We visited Glasgow, the largest city in Scotland. Our three-day visit gave us plenty ideas on what the city is all about. A thriving music scene with a multicultural feel, this city is a typical concrete jungle with pros and cons. Here are the highlights of our time here:
We stayed along River Clyde in city center, near the SSE Hydro arena. Our hotel faced the river and provided a good night rest away from the commotion.
Kelvingrove Art Gallery and Museum
Glasgow is known for its museums, so we scoped out the popular must-see Kelvingrove Art Gallery and Museum. What I liked most about this free museum is its architecture, particularly the inside. While exploring the different galleries, we discovered everything from art to animals, Ancient Egypt artifacts to Dali’s most famous painting of Christ.
The Floating Heads installation is an eye-catcher. The fifty faces convey the myriad human emotions.
Hidden in a dark path, down a tiny cobbled lane was once a former stable that is now the home to Tchai Ovna, a funky vegetarian tea house set in the West End. Inside, the place feels like a dive, a place where people take their shoes off and get comfy, high off of some hallucinogenic drug. Though it is a veg place, Tchai Ovna is featured as a hidden-gem-of-a-place to visit in Glasgow.
In Merchant City area, old Victorian and Gothic buildings surround modern ones, clashing like the wild strokes of a chaotic painting. It was madness to the eyes, but in a good kind of way.
At Picnic, a health-based vegan restaurant, we both ordered the Raw Pad Thai salad with a customized oil-free dressing, paired with fresh juice and smoothie. This little place has a decent selection of wraps, sandwiches, curry-of-the-day, soup, and desserts. If you want a good range of healthy whole food options, then Picnic is the place.
Over in the West End, the neighborhood is a blend of bohemian, intellectual and trendy. It’s probably my favorite area of Glasgow and the most concentrated location for plant-based eats.
Not too far from the strip of shops and restaurants on Great Western Road, the Botanic Garden consists of several glasshouses. The Kibble Palace is the grandest of them all.
Serenity Now is a new vegan cafe that serves breakfast, brunch, baked goods, juices, and even baked treats for furry friends. The place is inspired by the show Seinfield. We LOVE the show, so I got a kick out of seeing all things from the comedy.

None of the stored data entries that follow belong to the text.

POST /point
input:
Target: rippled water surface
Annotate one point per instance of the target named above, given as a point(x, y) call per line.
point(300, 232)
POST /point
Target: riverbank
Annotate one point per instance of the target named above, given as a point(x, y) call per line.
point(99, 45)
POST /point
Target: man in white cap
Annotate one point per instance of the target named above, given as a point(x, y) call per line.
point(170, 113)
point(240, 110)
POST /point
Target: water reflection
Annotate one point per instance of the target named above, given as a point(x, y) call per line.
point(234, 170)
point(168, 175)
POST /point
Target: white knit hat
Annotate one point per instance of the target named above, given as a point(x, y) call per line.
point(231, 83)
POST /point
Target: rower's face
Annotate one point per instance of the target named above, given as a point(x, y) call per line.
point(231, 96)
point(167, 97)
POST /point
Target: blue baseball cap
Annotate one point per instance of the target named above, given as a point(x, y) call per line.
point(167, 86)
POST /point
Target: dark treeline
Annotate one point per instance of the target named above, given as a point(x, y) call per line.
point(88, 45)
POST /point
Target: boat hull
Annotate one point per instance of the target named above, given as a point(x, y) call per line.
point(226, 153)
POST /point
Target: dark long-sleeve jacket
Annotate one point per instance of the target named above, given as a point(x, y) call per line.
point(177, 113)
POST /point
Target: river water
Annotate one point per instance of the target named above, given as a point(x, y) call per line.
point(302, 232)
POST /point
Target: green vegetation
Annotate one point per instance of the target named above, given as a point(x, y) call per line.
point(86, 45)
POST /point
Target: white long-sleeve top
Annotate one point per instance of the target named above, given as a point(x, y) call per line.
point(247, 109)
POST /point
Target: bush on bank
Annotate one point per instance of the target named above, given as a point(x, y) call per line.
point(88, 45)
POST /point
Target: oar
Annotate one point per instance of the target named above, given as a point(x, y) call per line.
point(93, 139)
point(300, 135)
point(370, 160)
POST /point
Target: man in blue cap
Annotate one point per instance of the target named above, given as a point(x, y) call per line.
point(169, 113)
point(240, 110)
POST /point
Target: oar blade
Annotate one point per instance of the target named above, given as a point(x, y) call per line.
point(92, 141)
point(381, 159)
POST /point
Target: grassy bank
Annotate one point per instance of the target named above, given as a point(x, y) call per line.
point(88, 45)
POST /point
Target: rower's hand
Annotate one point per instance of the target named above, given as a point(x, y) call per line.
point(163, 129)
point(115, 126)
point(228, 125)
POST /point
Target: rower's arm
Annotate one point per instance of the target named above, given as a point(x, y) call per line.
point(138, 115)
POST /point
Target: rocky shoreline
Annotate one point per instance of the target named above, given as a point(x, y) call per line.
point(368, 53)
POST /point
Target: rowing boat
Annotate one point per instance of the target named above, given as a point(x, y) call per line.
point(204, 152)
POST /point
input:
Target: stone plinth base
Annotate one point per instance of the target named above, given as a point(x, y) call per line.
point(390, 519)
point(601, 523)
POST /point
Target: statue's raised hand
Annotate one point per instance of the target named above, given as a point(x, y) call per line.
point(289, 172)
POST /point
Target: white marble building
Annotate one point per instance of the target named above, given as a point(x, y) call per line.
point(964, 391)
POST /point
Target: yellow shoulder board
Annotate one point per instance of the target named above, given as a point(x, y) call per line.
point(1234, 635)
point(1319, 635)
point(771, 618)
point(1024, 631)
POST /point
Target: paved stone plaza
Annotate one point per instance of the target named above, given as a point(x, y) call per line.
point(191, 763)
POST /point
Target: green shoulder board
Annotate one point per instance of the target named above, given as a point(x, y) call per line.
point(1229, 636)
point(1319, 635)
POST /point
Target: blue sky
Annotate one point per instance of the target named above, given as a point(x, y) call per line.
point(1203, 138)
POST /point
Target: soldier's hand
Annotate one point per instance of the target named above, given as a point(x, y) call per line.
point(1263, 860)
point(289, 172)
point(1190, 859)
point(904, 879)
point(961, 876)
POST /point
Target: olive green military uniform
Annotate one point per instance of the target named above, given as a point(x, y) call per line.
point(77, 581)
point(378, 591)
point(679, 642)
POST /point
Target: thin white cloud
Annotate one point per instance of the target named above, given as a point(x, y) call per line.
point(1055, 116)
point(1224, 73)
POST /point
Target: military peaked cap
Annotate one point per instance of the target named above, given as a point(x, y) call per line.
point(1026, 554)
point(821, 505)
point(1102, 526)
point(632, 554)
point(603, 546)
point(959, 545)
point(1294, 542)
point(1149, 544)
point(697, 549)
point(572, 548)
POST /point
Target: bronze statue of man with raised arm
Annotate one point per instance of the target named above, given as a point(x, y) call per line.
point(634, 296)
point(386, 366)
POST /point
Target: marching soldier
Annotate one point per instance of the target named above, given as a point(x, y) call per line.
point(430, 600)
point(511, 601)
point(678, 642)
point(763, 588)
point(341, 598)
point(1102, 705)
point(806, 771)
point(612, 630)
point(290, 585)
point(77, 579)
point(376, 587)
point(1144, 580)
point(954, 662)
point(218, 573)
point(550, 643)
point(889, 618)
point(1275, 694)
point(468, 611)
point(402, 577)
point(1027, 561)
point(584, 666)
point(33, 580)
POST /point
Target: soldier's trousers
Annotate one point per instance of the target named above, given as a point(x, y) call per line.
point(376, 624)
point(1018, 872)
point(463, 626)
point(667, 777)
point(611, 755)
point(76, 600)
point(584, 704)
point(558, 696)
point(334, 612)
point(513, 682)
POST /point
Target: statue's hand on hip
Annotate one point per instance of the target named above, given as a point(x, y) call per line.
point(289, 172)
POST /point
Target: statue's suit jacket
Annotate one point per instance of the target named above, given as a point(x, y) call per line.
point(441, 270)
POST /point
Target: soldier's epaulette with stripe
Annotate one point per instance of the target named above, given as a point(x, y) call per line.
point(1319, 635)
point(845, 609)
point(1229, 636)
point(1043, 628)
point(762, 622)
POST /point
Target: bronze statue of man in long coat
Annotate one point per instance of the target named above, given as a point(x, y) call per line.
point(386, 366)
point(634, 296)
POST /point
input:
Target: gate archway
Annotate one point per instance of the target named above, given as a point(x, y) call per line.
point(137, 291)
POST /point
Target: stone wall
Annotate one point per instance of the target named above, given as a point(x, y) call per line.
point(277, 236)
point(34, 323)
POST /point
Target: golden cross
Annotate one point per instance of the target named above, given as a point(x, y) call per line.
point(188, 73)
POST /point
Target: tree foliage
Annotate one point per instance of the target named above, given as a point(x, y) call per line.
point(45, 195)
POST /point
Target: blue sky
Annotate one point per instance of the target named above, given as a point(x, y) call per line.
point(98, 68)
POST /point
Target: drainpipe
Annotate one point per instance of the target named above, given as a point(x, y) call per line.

We both ordered the Serenity Now smoothie bowl, a blend of kale, spinach, mango, banana, and almond milk, topped with granola, berries, coconut shreds, and a mango popsicle made from and molded with just blended mangoes and water.
University of Glasgow
Our final stop was to the University of Glasgow. Founded in 1451, it is the fourth oldest university in the English-speaking world and one of Scotland’s four ancient universities. I love architecture, especially Gothic, so we toured the campus.
The Cloisters, or the Undercroft, is a beautiful spot, with its impressive archways and fluted columns. Famous and widely visited, the Undercroft was filmed in Cloud Atlas and Outlander.
I got more Gothic fix by visiting Glasgow Cathedral. Founded by St. Mungo, the cathedral was built in the 1100s. It has survived the Protestant Reformation, boasting with honor and history in the East End.
On a hill above Glasgow Cathedral is Necropolis, Glasgow’s City of the Dead. The Victorian cemetery contains fifty thousand bodies buried, with some impressive gravestones, sculptures and monuments.
From the hill, the view of the city and the cathedral can’t be missed.
Three days in Glasgow is plenty to experience the city’s culture and vibe. It is one place in Scotland we felt was quite different from other areas of the country. A good visit, we enjoyed our time, but we much prefer the small towns, the countryside, and the smaller and laid-back cities like Edinburgh better.